Кельнерша принесла горячие сардельки, ничего другого в буфете не осталось.

Боровецкий принялся есть, не обращая внимания на веселое общество, — кругом выпивали, болтали.

Тут была почти одна молодежь, типичная для Лодзи молодежь из контор и складов, немного фабричных техников и других специалистов.

Бум-Бум, хотя и был совершенно пьян, расхаживал по залу, хлопал ладонью по кулаку, поправлял пенсне, выпивал со всеми, а иногда подходил к молодому человеку, который спал в глубоком кресле, повязанный салфеткой.

— Кузен, не спи! — кричал Бум-Бум ему прямо в ухо.

— Zeit ist Geld![10] Чей счет? — отвечал тот, не открывая глаз, машинально стучал кружкой по столу и продолжал спать.

— Женщина! Ах, оставьте, быть женщиной — никудышный гешефт, пустая трата времени! — со смехом выкрикивал известный во всем городе Фелюсь Фишбин.

— Я-то мужчина, самый настоящий мужчина, — кричал кто-то в другом углу.

— Нечего себя хвалить! Ты только жалкое подобие мужчины, — издевался Фишбин.

— А ты хотя и Фишбин, да дело твое не стоит и пучка соломы.

— А ты, пан Вейнберг, ты… да уж ты сам знаешь и мы знаем, кто ты, ха, ха, ха!

— Бум-Бум, спой-ка «Маюфес»[11], а то тут евреи ссорятся.

— Эх, Кениг, ты мой друг, но я с грустью вижу, что ты все больше глупеешь. Все твои мозги в брюхо ушли. Право, я за тебя боюсь. Господа, он столько жрет, что скоро ему собственной кожи не хватит, он в ней не уместится, ха, ха!

Грянул общий хохот, но Кениг не отозвался — он пил пиво и тупо смотрел на лампы, сидел он без сюртука, с расстегнутым воротом сорочки.
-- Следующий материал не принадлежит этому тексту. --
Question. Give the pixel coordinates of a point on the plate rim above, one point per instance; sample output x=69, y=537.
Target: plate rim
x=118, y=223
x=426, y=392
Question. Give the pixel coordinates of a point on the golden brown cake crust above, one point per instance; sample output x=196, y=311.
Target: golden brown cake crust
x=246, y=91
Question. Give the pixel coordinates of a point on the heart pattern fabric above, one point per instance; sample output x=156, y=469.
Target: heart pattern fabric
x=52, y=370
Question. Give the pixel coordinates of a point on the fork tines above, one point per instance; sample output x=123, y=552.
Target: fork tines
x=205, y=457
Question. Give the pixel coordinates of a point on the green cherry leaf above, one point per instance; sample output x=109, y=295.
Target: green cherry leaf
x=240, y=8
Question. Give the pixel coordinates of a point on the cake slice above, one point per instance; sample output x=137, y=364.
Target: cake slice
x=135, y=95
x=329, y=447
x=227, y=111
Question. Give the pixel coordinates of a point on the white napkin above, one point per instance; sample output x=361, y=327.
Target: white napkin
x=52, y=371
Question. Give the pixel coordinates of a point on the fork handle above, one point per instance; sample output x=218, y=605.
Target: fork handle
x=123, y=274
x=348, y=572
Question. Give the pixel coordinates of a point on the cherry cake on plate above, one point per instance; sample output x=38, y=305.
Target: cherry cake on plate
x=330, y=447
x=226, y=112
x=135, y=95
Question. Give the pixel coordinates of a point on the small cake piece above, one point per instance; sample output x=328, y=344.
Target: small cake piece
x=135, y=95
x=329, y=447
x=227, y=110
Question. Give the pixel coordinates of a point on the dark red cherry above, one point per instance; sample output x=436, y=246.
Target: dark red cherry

— Итак, доктор, вернемся к женщинам, — обратился Фелюсь к соседу, который, уткнувшись подбородком в грудь, непрерывно и невозмутимо крутил светлые усики, ежеминутно отряхивал полы сюртука и засовывал и рукава не слишком чистые манжеты.

— Ну что ж, вопрос очень важный, хотя бы с социально-психологической точки зрения.

— Никакой это не вопрос. Знаете вы хоть одну порядочную женщину?

— Пан Феликс, вы просто пьяны, что вы несете! Я вам тут, в Лодзи, покажу сотни в высшей степени достойных, почтенных, разумных женщин! — вскричал доктор, пробудившийся от своей апатии, чуть не подпрыгивая на стуле и с невероятной быстротой отряхивал сюртук.

10

Время — деньги! (нем.)

11

«Как ты хороша!» (др. — евр.) — начало песенки.